И еще одно событие напомнило о войне прямо и всколыхнуло весь хутор. На третий день после рождества, под самый Новый год, уже в полдень, ко двору Казанцевых подъехала бронемашина. Сам Казанцев как раз шел от прикладка сена с вязанкой на спине, когда, проваливая зернистую корку сугроба и распуская пушистый на морозе хвост дыма, бронемашина подошла к двору. Резко звякнуло железо, на снег, угадывающе озираясь, выпрыгнул кряжистый, прочного литья командир в белом полушубке. Казанцев опустил вязанку, разгреб рукавицей усы.
— Не узнаете? — нетерпеливая и неуверенная улыбка раздвинула застывшее крупное лицо командира. Провалился раз, другой в сугробе, выскочил на утоптанную дорожку.
— Трошки вроде есть, — тоже, боясь ошибиться, состорожничал Казанцев.
— Июль… майор Корнев…
— Так, так, — припоминающе зачастил и заморгал ресницами Казанцев, опустил вязанку к ногам: — Цело, сынок, цело. Бог дал — все благополучно.
По тугим щекам командира, путаясь в проступившей на холоде щетине, пробежали слезы. Обнялись.
— Зараз, сынок, зараз, — Казанцев суетливо подхватил вязанку, занес ее в сарай, кинул корове и, сбивая рукавицей остья и шелуху колосьев пырея, тут же выскочил во двор: — Идемте в хату… что ж мы. И солдатушек зовите.
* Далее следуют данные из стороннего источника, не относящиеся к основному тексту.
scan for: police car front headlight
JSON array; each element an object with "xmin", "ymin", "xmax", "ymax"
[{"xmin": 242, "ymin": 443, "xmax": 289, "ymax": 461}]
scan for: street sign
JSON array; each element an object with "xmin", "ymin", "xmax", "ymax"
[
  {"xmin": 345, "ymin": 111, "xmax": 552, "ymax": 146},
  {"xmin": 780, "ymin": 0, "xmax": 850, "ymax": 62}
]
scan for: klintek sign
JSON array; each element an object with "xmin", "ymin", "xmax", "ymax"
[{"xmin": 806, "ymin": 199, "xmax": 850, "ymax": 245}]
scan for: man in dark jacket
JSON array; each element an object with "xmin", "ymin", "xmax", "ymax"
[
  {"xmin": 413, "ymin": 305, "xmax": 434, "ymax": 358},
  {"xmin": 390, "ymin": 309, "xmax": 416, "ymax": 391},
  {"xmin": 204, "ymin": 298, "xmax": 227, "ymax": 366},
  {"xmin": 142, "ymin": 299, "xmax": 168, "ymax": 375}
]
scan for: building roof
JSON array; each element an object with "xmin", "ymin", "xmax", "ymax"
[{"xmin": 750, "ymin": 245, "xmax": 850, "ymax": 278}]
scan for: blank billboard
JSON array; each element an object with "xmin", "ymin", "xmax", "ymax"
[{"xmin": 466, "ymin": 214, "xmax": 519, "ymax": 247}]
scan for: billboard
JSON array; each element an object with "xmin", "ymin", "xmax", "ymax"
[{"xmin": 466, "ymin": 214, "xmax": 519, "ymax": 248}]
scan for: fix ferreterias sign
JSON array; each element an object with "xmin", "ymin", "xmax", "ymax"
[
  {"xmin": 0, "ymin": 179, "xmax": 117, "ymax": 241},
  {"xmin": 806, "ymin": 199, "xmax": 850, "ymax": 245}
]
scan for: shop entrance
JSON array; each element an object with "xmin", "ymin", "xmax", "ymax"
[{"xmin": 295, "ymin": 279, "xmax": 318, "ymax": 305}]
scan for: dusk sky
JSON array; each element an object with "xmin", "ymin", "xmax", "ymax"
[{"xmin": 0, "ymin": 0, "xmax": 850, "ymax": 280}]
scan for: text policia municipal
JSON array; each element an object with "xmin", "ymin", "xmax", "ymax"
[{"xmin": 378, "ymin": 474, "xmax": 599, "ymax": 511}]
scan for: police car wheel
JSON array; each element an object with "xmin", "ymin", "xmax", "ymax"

Проводив гостей в хату и все так же радостно суетясь, Казанцев достал из погреба лестницу, полез на чердак и минут через десять в бархатных лохмотьях паутины на ватнике и шапке с увесистым узлом спустился вниз. Сходя лестницы, зацепился за гвоздь, распустил штаны — не заметил даже.
Гость набрякшими пальцами мял сдернутую с головы ушанку, вслушивался в возню на чердаке. На земляном полу у от валенок расплывались лужицы.
— В катухе зарыл было, да побоялся: сопреет.
Филипповна ничего не понимала. Старик бывал таким только в приезды родственников. Особенно поразила торжественность его лица, когда он внес в хату этот серый от пыли и глины, весь в паутине сверток. Губы дрожали, и черные, распухшие в суставах пальцы никак не могли развязать узелки веревок. При виде тяжелого кумачового полотнища с золотой бахромой по краям и кистями Филипповна только ахнула, уперлась взглядом старику в незрячие и пьяные от радости глаза: «Откуда это у тебя?»
— В сохранности, сынок. Все, как есть, цело, — старик отступил к печке, загремел на загнете горшками, не в силах унять в перепачканных глиной пальцах трясучку. — Бог миловал.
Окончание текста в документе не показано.